Furthermore, many studies have linked chronic sleep deprivation to mental and physical health problems like anxiety, cardiovascular diseases, and diabetes.
It is crucial to note that the consequences of insufficient sleep might manifest rapidly or accumulate over time, eventually leading to severe and chronic health issues.
Also, the effects of sleep loss may be considerably more concerning when combined with sleep procrastination.
Sleep loss has been related to impaired self-regulation and impulse control. So, sleep procrastination may contribute to a self-perpetuating downward spiral, leading to even less sleep and worse health.
Addressing revenge bedtime procrastination requires consciously prioritizing sleep and managing time more effectively.
If sleep procrastination is an issue for you, consider the following tips:
● Make Sleep a Top Priority: It’s the very first thing to do if you are dealing with sleep procrastination; prioritize sleep.
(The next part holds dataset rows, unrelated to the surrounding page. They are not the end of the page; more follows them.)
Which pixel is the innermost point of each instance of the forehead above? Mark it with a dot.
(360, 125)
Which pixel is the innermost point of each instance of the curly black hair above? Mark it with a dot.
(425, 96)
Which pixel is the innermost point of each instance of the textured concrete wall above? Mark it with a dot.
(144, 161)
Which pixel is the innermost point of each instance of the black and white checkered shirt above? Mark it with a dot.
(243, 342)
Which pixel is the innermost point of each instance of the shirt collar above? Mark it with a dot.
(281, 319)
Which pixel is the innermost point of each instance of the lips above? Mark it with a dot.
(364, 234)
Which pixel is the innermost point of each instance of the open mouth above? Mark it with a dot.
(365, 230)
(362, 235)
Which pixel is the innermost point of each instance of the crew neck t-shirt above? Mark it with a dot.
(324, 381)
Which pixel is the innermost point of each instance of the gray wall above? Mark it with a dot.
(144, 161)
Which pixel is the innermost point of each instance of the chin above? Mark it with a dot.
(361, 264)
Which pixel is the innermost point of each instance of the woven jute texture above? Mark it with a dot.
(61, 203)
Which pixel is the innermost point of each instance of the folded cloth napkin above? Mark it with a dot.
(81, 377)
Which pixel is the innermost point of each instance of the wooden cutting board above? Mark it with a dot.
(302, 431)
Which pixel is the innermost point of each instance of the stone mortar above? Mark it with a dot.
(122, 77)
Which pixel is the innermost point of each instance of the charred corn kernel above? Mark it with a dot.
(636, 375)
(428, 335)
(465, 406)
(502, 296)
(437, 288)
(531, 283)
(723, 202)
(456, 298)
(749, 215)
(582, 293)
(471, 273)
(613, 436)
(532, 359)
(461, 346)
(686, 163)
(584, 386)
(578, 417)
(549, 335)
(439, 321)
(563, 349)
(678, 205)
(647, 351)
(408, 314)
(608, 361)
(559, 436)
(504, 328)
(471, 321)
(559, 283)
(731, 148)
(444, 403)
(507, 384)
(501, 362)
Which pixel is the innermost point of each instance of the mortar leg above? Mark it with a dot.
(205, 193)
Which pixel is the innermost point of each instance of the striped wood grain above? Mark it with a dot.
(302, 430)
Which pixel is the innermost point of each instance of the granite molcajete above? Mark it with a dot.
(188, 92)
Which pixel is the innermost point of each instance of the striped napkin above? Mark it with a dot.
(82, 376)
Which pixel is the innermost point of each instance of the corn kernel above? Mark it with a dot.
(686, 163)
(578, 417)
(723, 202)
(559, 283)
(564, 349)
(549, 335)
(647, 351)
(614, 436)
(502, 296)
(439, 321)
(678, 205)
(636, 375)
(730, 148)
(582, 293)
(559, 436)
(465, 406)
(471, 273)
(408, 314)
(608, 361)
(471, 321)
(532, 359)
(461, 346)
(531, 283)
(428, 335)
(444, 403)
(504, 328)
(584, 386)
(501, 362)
Remind yourself why it’s essential to go to bed on time. When you are better rested, you’ll have the energy to do your leisure and work-related activities.
● Set a Sleep Schedule: Create a consistent nap time by going to bed and waking up at the same time each day, even on weekends.
● Create a Bedtime Routine: Develop a soothing bedtime habit to signal your body that it’s time to wind down and get ready for sleep.
● Limit Screen Time: Minimize the use of digital devices, like mobile phones or tabs, especially before bedtime, as the blue light emitted can disrupt sleep patterns.
● Create Boundaries: Set work and personal time limits to ensure a healthy work-life balance. Also, make time for things like exercise, meditation, or hobbies that make you feel good and help you unwind to help manage your stress.
If you’re still having trouble sleeping consistently or feel like it’s affecting your ability to function throughout the day, it might be time to talk to your doctor.
Your doctor with review your sleeping habits, diagnose any underlying sleep disorders, and develop a personalized treatment plan to help you get your sleep back on track.